Da un lato, l’era digitale ha democraticamente aperto le porte del sapere, rendendo accessibile una vasta gamma di contenuti culturali e artistici attraverso le piattaforme online e i social media.  Inoltre, il digitale ha offerto nuovi strumenti per archiviare e preservare documenti storici, contribuendo alla conservazione della memoria collettiva e agevolando la ricerca storica. D’altro canto, sorge un’ombra di riflessione riguardo al potenziale impatto negativo del digitale sulla nostra sfera emotiva e la profondità del nostro coinvolgimento culturale. L’abbondanza di informazioni e la frammentazione dell’attenzione possono insinuare una sorta di superficialità nell’approccio alla conoscenza.

Un punto cardine consiste nel raggiungere un compromesso delicato, abbracciando il digitale come uno strumento che arricchisca la nostra esperienza umana. La consapevolezza dell’importanza delle relazioni interpersonali, dell’empatia e del contatto autentico rimane essenziale».

 

Nel saggio Il lavoro culturale”, Luciano Bianciardi fa dire al protagonista che la cultura non ha senso se non ci aiuta a capire gli altri, a soccorrere gli altri ed evitare il male. Ciò ti sembra ancora possibile nel tempo dell’io, del faccio tutto da solo?«Certo, condivido.
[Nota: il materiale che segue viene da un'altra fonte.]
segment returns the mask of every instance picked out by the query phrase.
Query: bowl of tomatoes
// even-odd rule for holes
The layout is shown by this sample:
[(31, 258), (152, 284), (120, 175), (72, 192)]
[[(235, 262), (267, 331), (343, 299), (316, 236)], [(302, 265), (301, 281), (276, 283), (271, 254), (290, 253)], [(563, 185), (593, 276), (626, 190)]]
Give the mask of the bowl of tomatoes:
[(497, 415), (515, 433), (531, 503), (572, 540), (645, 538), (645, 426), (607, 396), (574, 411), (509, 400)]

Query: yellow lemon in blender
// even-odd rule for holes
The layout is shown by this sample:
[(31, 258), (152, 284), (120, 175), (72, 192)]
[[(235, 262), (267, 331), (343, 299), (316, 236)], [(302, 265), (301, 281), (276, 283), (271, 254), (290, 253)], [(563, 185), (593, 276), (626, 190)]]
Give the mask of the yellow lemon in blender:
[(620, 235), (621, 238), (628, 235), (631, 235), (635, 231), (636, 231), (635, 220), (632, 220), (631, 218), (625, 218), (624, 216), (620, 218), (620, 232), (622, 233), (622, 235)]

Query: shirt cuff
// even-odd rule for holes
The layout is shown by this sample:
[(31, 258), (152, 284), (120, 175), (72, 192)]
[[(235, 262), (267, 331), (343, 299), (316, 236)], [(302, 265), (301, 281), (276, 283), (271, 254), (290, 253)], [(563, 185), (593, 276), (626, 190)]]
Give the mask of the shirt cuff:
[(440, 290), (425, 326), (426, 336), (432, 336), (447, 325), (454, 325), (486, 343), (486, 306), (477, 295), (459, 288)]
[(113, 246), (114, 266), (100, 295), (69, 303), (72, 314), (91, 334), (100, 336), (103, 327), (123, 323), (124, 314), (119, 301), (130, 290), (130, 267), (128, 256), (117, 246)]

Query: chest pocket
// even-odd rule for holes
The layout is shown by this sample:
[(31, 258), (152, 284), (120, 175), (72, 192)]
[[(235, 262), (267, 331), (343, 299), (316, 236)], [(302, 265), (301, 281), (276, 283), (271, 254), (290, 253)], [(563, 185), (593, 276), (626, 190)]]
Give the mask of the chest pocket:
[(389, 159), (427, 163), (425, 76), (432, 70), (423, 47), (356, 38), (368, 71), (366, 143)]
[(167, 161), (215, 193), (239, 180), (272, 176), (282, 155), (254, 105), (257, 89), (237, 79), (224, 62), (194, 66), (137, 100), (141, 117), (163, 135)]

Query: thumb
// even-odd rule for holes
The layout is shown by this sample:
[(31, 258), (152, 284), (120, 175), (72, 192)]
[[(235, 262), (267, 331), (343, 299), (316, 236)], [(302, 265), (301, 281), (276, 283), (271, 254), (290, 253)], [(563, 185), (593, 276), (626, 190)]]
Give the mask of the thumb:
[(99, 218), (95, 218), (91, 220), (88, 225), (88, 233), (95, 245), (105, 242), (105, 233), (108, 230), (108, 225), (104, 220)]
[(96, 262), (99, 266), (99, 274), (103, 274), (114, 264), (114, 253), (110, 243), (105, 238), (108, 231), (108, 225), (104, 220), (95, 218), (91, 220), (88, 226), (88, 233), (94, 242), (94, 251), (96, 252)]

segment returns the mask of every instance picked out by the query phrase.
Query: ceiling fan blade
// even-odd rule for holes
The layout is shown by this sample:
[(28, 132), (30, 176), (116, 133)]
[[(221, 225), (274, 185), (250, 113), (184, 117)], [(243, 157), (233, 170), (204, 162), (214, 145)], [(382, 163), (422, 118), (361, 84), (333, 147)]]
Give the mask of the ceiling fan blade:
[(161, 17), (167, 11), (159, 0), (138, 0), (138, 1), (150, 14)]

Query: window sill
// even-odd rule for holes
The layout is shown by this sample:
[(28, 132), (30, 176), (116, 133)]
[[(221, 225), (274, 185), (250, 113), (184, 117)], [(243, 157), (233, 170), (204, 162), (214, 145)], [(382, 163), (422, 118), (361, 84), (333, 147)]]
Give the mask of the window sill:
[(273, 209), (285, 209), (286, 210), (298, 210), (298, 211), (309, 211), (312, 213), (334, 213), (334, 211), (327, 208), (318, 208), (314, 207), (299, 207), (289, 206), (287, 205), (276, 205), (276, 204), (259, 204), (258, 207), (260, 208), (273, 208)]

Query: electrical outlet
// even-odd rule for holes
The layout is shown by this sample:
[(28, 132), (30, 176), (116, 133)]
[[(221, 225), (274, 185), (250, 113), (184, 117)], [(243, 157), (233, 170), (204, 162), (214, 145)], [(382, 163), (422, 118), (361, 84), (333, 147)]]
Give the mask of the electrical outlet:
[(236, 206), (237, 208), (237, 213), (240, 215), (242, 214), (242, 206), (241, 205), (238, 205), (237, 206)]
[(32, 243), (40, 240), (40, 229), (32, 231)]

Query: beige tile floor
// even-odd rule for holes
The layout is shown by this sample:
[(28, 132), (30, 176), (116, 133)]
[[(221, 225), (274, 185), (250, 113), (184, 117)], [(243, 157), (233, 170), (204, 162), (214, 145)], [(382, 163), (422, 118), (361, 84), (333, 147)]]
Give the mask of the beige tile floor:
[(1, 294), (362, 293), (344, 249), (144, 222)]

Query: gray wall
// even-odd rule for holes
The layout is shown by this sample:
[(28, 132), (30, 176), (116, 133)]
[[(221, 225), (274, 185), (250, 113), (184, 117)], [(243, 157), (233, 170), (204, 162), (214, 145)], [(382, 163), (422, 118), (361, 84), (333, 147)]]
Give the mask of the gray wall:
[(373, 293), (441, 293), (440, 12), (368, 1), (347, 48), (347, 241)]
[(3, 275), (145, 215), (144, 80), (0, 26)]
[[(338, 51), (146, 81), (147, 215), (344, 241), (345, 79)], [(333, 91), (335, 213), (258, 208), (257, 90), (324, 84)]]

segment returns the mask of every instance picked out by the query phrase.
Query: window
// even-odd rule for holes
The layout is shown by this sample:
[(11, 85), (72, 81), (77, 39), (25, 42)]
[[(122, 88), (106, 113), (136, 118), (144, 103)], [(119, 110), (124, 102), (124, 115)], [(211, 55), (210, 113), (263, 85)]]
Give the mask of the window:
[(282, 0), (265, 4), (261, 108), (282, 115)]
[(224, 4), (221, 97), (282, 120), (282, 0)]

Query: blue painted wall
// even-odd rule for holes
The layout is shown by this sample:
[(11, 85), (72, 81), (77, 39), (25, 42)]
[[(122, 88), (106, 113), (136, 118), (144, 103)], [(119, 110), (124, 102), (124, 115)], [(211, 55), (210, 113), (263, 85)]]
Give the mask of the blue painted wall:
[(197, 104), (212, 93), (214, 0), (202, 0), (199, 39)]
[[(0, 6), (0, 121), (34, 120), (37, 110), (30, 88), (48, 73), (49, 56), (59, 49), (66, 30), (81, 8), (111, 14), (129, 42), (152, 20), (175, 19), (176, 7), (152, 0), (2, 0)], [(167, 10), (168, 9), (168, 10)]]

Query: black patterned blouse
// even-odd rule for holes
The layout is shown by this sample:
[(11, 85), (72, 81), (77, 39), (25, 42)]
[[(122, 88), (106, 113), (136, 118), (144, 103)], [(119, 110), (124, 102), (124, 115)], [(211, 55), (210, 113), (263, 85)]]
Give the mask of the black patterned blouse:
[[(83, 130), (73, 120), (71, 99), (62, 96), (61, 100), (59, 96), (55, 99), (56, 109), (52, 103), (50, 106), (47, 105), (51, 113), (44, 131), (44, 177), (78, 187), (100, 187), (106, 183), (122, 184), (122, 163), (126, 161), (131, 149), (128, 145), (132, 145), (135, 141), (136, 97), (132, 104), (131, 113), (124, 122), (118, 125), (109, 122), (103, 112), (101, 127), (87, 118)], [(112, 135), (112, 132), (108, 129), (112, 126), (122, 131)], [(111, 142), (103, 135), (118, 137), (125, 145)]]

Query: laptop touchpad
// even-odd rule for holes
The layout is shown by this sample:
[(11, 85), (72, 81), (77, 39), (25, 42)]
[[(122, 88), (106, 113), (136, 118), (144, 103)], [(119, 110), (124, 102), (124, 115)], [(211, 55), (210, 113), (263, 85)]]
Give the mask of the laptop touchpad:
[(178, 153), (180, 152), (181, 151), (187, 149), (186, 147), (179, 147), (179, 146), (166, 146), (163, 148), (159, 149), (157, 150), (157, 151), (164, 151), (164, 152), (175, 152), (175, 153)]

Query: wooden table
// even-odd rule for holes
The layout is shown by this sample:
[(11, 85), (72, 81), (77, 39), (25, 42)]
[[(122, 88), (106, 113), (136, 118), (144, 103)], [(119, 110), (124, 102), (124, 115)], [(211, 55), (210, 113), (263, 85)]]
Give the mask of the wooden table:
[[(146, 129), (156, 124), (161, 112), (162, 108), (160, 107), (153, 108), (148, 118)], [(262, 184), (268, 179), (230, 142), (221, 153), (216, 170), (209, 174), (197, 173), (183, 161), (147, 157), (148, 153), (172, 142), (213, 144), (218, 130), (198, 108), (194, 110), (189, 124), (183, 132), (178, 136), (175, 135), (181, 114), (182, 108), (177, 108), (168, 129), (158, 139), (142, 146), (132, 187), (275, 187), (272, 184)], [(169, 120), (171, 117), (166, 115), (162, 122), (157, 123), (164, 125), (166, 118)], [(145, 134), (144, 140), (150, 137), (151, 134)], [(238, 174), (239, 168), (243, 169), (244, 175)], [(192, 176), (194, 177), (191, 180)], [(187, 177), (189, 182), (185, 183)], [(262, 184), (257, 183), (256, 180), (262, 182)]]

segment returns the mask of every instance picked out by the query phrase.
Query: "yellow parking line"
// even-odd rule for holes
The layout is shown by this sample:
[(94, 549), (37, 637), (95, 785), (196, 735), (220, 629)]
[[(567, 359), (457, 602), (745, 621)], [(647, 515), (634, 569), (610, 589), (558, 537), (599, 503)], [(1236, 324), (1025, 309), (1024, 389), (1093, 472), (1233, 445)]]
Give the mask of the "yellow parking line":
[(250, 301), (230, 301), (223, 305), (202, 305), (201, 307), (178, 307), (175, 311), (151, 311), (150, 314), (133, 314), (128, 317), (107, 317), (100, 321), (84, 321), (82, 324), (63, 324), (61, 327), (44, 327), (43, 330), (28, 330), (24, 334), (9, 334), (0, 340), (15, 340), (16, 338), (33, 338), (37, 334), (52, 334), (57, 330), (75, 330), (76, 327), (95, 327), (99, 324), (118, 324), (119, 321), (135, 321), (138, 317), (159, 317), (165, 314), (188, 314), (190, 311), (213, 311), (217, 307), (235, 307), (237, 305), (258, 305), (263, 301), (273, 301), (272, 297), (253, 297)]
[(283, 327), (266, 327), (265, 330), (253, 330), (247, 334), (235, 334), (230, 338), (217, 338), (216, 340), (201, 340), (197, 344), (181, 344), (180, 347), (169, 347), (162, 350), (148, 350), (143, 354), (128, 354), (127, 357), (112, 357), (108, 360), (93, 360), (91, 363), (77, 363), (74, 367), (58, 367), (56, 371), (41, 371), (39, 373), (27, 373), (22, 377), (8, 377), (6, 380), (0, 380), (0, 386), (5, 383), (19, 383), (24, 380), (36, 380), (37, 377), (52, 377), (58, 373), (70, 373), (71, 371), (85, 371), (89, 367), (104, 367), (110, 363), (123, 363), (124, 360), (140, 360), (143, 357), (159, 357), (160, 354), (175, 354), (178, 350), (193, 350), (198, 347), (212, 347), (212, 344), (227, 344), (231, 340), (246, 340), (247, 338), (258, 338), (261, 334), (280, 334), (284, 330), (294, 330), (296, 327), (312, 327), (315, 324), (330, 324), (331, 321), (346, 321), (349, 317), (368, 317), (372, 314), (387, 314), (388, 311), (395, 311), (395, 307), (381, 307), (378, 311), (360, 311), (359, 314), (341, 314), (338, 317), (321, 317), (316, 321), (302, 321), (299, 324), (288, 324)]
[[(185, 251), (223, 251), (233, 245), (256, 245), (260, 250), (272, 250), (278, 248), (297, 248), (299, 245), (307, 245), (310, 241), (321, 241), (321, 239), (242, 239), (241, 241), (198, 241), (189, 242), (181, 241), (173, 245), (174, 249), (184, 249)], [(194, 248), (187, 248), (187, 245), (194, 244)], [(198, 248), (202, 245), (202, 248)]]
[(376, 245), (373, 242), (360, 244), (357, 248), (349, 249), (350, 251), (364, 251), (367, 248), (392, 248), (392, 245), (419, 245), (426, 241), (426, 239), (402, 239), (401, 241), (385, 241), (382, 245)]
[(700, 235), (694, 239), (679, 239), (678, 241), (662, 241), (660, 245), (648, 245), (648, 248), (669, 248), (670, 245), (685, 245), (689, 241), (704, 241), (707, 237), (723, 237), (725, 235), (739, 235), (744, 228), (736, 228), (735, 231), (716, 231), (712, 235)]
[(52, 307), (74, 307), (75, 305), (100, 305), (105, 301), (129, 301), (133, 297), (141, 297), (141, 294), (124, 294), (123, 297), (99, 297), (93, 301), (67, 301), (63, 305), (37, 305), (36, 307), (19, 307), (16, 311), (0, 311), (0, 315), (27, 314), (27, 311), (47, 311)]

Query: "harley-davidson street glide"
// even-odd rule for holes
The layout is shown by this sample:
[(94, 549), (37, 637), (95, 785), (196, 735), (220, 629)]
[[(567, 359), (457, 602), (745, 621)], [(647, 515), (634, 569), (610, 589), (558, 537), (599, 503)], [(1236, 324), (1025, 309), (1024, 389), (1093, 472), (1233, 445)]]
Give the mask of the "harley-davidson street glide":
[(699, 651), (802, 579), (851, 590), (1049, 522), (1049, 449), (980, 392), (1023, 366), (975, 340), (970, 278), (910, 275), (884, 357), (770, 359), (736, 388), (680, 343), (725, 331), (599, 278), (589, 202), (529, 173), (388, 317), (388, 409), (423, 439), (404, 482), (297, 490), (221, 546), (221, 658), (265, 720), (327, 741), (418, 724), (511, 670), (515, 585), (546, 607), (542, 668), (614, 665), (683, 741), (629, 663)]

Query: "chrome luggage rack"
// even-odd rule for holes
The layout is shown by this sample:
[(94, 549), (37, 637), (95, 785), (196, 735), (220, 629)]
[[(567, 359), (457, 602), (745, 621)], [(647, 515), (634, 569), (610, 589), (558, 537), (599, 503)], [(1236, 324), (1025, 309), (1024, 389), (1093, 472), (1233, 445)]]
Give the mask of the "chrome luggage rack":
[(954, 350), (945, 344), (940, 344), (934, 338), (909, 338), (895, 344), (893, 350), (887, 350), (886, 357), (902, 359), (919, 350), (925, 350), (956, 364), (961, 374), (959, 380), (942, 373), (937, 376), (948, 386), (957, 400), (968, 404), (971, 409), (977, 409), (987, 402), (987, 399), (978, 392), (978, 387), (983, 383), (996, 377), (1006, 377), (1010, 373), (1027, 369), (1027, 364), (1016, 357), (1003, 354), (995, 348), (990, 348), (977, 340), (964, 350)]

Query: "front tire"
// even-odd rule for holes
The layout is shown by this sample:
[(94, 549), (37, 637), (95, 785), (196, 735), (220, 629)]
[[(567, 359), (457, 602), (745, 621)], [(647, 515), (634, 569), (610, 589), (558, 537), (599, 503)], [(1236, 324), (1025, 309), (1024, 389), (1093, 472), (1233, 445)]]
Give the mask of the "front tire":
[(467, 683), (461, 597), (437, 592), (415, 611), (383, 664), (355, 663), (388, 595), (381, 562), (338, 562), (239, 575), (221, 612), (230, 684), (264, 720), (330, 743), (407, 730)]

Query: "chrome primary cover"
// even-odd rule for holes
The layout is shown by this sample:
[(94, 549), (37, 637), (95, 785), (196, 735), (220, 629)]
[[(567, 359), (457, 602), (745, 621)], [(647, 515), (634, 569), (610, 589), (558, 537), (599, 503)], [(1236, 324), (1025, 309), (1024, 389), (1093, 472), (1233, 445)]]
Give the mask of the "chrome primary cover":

Non mi ha mai interessato la cultura esibita, fine a sé stessa, ma l’ho sempre intesa come strumento per risolvere i conflitti a qualsiasi livello, da quello personale fino alle relazioni tra le diverse comunità. Quindi ben vengano tutte quelle attività artistiche ed educative che ci portino ad approfondire la conoscenza di culture diverse e di altre sensibilità. Capire e soccorrere l’altro per me non solo è possibile ma necessario: la società dell’io è un ossimoro, un futuro sterile da evitare. Vorrei però fare una riflessione su quanto ancora sia fondamentale “capire noi stessi”, prima di capire gli altri. A questo dedicherei oggi il primo compito della cultura: darci gli strumenti per comprendere come funzioniamo in rapporto agli altri, quali sono le nostre debolezze e le nostre forze, quali sono gli schermi dietro i quali ci rifugiamo. In sostanza la cultura ha il compito di aprire il nostro sguardo su quanto siamo stati resi deboli e sperduti dall’esaltazione dell’individualismo. Attraverso proposte educative  che coniughino cultura ed arte, ognuno di noi deve scegliere i percorsi interiori che portino alla costruzione di una comunità dove l’equilibrio tra le differenze sia fondato sulla profonda consapevolezza che non possiamo fare a meno gli uni degli altri, un equilibrio fondato sul rispetto per il lavoro, dal più umile al più complesso, un equilibrio per sua natura dinamico, perché la comunità umana è sempre in evoluzione e perché ad ogni essere umano che nasce sia data la possibilità di percorrere la vita con pari diritti».